Number of unique stack traces for a given type that leaks
23: GParamObject
18: GParamString
18: GParamBoolean
14: GParamOverride
7: GParamUInt64
7: GParamEnum
7: GParamBoxed
6: GParamInt
5: GParamUInt
5: GParamFlags
3: GParamVariant
2: GUdevDevice
2: GParamDouble
1: UDisksObjectSkeleton
1: UDisksLinuxSwapspace
...
We suspected that the biggest leaking object was GUdevDevice and based on this information we can see that there are two distinct paths where an object is created which leak, with one of them being the vast majority (lucky for me).
LEAK GUdevDevice 40 times (2 total diff. ways)
g_type_create_instance:0x20b
g_object_new_internal:0x2cb
g_object_newv:0x1dd
g_object_new:0x104
_g_udev_device_new:0x1b
g_udev_client_query_by_subsystem:0xce
LEAK GUdevDevice 1516 times (2 total diff. ways)

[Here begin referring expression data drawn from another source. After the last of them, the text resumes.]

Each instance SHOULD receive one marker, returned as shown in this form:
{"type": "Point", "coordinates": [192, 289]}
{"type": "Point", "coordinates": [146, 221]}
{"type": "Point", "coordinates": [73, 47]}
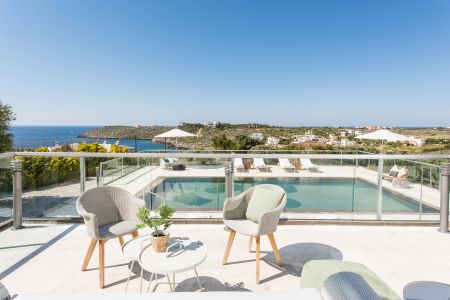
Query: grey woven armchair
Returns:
{"type": "Point", "coordinates": [108, 212]}
{"type": "Point", "coordinates": [234, 216]}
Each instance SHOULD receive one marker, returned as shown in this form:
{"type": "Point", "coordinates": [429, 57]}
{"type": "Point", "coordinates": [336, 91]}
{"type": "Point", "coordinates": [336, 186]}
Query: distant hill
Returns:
{"type": "Point", "coordinates": [126, 132]}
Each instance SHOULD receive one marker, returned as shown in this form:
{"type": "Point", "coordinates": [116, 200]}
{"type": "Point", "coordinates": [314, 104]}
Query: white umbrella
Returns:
{"type": "Point", "coordinates": [383, 135]}
{"type": "Point", "coordinates": [174, 133]}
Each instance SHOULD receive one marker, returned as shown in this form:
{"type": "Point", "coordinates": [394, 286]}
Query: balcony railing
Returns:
{"type": "Point", "coordinates": [344, 186]}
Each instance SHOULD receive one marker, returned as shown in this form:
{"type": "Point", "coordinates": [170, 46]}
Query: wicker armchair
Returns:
{"type": "Point", "coordinates": [108, 212]}
{"type": "Point", "coordinates": [234, 211]}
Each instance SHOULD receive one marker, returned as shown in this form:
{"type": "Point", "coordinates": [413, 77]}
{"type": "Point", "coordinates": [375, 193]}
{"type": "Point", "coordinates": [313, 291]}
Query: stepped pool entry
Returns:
{"type": "Point", "coordinates": [304, 195]}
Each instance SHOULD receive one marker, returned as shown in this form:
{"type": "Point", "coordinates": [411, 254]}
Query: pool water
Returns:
{"type": "Point", "coordinates": [304, 194]}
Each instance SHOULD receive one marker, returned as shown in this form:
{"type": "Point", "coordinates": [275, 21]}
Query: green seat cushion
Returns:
{"type": "Point", "coordinates": [315, 273]}
{"type": "Point", "coordinates": [262, 200]}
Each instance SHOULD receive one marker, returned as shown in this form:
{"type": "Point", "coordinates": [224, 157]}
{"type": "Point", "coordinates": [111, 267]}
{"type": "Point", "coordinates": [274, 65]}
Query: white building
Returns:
{"type": "Point", "coordinates": [307, 137]}
{"type": "Point", "coordinates": [416, 141]}
{"type": "Point", "coordinates": [271, 140]}
{"type": "Point", "coordinates": [347, 143]}
{"type": "Point", "coordinates": [257, 136]}
{"type": "Point", "coordinates": [211, 124]}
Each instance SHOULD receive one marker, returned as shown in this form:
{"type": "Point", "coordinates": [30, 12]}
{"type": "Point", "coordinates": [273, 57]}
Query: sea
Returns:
{"type": "Point", "coordinates": [32, 137]}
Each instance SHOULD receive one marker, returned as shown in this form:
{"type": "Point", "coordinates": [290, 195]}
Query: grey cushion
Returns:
{"type": "Point", "coordinates": [113, 230]}
{"type": "Point", "coordinates": [262, 200]}
{"type": "Point", "coordinates": [102, 207]}
{"type": "Point", "coordinates": [347, 286]}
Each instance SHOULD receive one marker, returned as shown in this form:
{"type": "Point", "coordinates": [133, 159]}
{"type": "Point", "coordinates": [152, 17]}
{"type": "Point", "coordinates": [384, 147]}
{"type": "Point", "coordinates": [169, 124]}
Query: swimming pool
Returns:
{"type": "Point", "coordinates": [304, 195]}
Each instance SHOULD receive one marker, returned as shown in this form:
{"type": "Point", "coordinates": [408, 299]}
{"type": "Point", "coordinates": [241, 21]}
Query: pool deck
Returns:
{"type": "Point", "coordinates": [46, 259]}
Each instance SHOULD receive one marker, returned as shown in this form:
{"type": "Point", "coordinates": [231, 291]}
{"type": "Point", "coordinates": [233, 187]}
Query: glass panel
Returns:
{"type": "Point", "coordinates": [51, 186]}
{"type": "Point", "coordinates": [365, 189]}
{"type": "Point", "coordinates": [5, 190]}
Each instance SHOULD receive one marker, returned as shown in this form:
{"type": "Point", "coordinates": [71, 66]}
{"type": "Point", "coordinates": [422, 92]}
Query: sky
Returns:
{"type": "Point", "coordinates": [288, 63]}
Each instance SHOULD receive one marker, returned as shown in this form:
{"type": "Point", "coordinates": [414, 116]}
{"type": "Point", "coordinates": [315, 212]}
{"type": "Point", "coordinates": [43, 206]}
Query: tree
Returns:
{"type": "Point", "coordinates": [221, 142]}
{"type": "Point", "coordinates": [6, 117]}
{"type": "Point", "coordinates": [245, 142]}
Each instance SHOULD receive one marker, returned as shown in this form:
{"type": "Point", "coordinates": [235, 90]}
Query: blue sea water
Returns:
{"type": "Point", "coordinates": [31, 137]}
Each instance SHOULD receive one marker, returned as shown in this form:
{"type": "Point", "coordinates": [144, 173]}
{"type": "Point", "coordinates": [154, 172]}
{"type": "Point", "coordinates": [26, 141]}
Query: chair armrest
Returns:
{"type": "Point", "coordinates": [90, 220]}
{"type": "Point", "coordinates": [132, 207]}
{"type": "Point", "coordinates": [268, 222]}
{"type": "Point", "coordinates": [235, 207]}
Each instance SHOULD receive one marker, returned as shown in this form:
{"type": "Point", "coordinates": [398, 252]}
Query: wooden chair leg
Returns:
{"type": "Point", "coordinates": [258, 245]}
{"type": "Point", "coordinates": [101, 257]}
{"type": "Point", "coordinates": [121, 241]}
{"type": "Point", "coordinates": [229, 244]}
{"type": "Point", "coordinates": [276, 253]}
{"type": "Point", "coordinates": [87, 258]}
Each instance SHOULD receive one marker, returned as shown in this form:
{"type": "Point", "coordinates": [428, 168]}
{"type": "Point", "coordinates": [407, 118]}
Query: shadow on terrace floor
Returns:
{"type": "Point", "coordinates": [295, 256]}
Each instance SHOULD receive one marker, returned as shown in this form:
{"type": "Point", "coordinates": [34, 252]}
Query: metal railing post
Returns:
{"type": "Point", "coordinates": [17, 169]}
{"type": "Point", "coordinates": [430, 178]}
{"type": "Point", "coordinates": [380, 189]}
{"type": "Point", "coordinates": [82, 174]}
{"type": "Point", "coordinates": [97, 175]}
{"type": "Point", "coordinates": [445, 174]}
{"type": "Point", "coordinates": [229, 180]}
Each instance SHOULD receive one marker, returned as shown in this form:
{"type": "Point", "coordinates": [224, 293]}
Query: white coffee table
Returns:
{"type": "Point", "coordinates": [182, 255]}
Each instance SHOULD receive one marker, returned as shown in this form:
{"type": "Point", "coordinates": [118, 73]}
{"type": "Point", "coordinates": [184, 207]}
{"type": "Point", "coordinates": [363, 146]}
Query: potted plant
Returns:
{"type": "Point", "coordinates": [159, 223]}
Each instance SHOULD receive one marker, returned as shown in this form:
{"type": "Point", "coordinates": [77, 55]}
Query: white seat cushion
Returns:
{"type": "Point", "coordinates": [114, 230]}
{"type": "Point", "coordinates": [243, 226]}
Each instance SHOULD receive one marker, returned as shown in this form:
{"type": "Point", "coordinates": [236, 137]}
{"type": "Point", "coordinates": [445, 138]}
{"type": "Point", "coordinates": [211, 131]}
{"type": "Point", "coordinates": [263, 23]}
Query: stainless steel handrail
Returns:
{"type": "Point", "coordinates": [235, 155]}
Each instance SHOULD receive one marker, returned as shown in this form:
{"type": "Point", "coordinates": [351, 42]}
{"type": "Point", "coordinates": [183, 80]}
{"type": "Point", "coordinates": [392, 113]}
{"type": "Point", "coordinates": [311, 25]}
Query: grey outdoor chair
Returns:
{"type": "Point", "coordinates": [234, 216]}
{"type": "Point", "coordinates": [108, 212]}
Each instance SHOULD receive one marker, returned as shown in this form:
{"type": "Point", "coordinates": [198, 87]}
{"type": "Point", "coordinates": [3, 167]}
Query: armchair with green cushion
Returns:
{"type": "Point", "coordinates": [316, 272]}
{"type": "Point", "coordinates": [254, 213]}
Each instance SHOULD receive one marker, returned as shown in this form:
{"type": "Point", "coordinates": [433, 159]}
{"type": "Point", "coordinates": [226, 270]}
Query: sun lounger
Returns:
{"type": "Point", "coordinates": [167, 163]}
{"type": "Point", "coordinates": [238, 164]}
{"type": "Point", "coordinates": [396, 173]}
{"type": "Point", "coordinates": [308, 165]}
{"type": "Point", "coordinates": [260, 164]}
{"type": "Point", "coordinates": [285, 164]}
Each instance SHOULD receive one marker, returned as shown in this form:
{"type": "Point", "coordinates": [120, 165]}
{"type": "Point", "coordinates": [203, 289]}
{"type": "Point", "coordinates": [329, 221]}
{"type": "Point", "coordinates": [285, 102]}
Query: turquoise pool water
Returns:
{"type": "Point", "coordinates": [304, 194]}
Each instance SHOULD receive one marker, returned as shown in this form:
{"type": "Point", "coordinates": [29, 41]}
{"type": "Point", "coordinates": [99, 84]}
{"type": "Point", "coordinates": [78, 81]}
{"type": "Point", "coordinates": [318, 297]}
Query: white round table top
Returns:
{"type": "Point", "coordinates": [184, 255]}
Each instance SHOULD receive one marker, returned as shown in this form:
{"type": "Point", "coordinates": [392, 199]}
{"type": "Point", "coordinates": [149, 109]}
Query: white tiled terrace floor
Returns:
{"type": "Point", "coordinates": [46, 259]}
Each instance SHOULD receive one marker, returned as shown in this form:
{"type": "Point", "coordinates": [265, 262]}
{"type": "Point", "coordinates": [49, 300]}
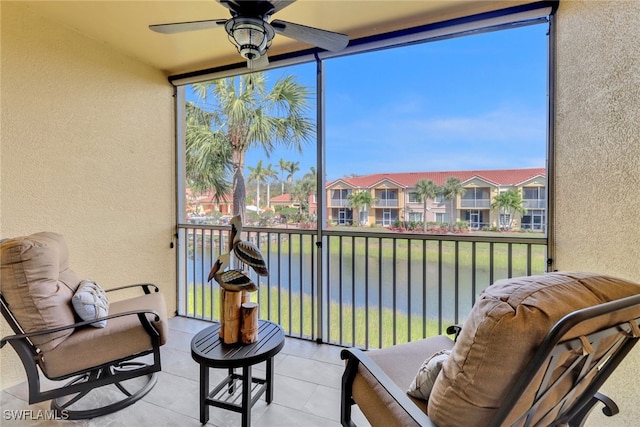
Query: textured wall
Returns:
{"type": "Point", "coordinates": [598, 158]}
{"type": "Point", "coordinates": [87, 151]}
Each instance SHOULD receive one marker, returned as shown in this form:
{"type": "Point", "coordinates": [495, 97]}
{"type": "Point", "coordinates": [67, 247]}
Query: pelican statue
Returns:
{"type": "Point", "coordinates": [246, 252]}
{"type": "Point", "coordinates": [230, 280]}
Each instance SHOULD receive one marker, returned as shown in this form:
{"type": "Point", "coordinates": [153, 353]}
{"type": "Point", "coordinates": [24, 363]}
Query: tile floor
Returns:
{"type": "Point", "coordinates": [306, 391]}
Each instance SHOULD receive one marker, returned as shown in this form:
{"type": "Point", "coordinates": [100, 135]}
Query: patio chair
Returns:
{"type": "Point", "coordinates": [70, 331]}
{"type": "Point", "coordinates": [534, 351]}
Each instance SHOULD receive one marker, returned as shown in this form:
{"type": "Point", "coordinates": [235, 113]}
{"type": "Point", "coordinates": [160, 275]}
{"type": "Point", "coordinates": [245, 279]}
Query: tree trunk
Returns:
{"type": "Point", "coordinates": [232, 303]}
{"type": "Point", "coordinates": [249, 328]}
{"type": "Point", "coordinates": [239, 190]}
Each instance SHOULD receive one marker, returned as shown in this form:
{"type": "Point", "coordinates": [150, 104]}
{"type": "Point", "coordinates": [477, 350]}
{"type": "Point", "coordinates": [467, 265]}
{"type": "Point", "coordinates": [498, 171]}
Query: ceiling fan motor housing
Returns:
{"type": "Point", "coordinates": [251, 36]}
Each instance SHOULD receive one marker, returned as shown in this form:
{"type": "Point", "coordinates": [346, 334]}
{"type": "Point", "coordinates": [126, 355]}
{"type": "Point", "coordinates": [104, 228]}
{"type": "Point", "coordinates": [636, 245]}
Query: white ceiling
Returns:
{"type": "Point", "coordinates": [124, 24]}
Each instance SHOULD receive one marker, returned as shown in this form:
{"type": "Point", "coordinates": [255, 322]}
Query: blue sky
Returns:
{"type": "Point", "coordinates": [476, 102]}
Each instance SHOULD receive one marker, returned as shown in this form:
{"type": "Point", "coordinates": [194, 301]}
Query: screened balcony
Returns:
{"type": "Point", "coordinates": [400, 287]}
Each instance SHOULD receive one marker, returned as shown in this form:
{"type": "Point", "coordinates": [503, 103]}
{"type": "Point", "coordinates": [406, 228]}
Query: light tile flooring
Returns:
{"type": "Point", "coordinates": [306, 390]}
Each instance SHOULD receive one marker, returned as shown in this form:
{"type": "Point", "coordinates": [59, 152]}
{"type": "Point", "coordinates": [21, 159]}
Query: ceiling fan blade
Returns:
{"type": "Point", "coordinates": [278, 5]}
{"type": "Point", "coordinates": [179, 27]}
{"type": "Point", "coordinates": [261, 62]}
{"type": "Point", "coordinates": [255, 7]}
{"type": "Point", "coordinates": [324, 39]}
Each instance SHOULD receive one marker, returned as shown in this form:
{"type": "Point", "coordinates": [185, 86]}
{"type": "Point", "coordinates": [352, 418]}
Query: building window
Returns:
{"type": "Point", "coordinates": [415, 216]}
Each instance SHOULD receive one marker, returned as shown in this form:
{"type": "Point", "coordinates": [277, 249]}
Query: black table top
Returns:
{"type": "Point", "coordinates": [208, 349]}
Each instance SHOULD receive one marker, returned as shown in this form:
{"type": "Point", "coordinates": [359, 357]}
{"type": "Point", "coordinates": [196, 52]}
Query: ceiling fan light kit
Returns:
{"type": "Point", "coordinates": [251, 36]}
{"type": "Point", "coordinates": [250, 31]}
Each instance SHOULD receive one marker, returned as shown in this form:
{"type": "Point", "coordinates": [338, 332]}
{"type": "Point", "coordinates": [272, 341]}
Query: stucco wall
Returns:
{"type": "Point", "coordinates": [87, 151]}
{"type": "Point", "coordinates": [598, 158]}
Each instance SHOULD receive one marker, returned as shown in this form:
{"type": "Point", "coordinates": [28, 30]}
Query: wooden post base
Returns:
{"type": "Point", "coordinates": [239, 317]}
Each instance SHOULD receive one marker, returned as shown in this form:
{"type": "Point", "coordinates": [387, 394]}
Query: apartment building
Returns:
{"type": "Point", "coordinates": [395, 198]}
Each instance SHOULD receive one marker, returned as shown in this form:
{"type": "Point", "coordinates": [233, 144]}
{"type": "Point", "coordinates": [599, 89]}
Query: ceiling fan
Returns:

g_type_create_instance:0x20b
g_object_new_internal:0x2cb
g_object_newv:0x1dd
g_object_new:0x104
_g_udev_device_new:0x1b
monitor_event:0x29
g_main_context_dispatch:0x15a
g_main_context_iterate.isra.29:0x1f0
g_main_loop_run:0xc2
It’s interesting how many different code paths exist for some objects which are leaking, 23 different code paths, oh fun! With this new information we can look at the output from the second specific systemtap output, find an object instance that was created which matches the same code path we selected from the summary and then proceed to examine all the places where the object reference count was incremented and decremented, an example (back traces omitted for brevity):
CREATED:GUdevDevice:11766:0x7f82cc005470
INC:GUdevDevice:11766:0x7f82cc005470
INC:GUdevDevice:11766:0x7f82cc005470
INC:GUdevDevice:11766:0x7f82cc005470
DEC:GUdevDevice:11766:0x7f82cc005470
INC:GUdevDevice:11766:0x7f82cc005470
DEC:GUdevDevice:11766:0x7f82cc005470
INC:GUdevDevice:11766:0x7f82cc005470
DEC:GUdevDevice:11766:0x7f82cc005470
INC:GUdevDevice:11766:0x7f82cc005470
DEC:GUdevDevice:11766:0x7f82cc005470
INC:GUdevDevice:11766:0x7f82cc005470
INC:GUdevDevice:11766:0x7f82cc005470
INC:GUdevDevice:11766:0x7f82cc005470
DEC:GUdevDevice:11766:0x7f82cc005470
DEC:GUdevDevice:11766:0x7f82cc005470
DEC:GUdevDevice:11766:0x7f82cc005470
At this point I wish I could share some magical way to identify the exact places where we are missing a reference count decrement and fix the code, but unfortunately you just end up looking at a lot of code and evaluating where the increment occurred, but a decrement is missing. Sometimes it will be easy because the incremented lifespan is short, but in others the span is large and across thread boundaries. This is where it would be good for developers to comment on the intended life cycle of the object in question when the code is being written.
Final thoughts
Fixing gobject reference count leaks is indeed very difficult. Even more so when you are working on code that others developed. If you find yourself writing reference counting code that has non-trivial lifespans, please do others a favor and document the intended lifespan. If you can’t document it, it’s a pretty good indication that you don’t know or understand for sure and likely the code will be plagued with leaks and/or segmentation faults during it’s lifetime.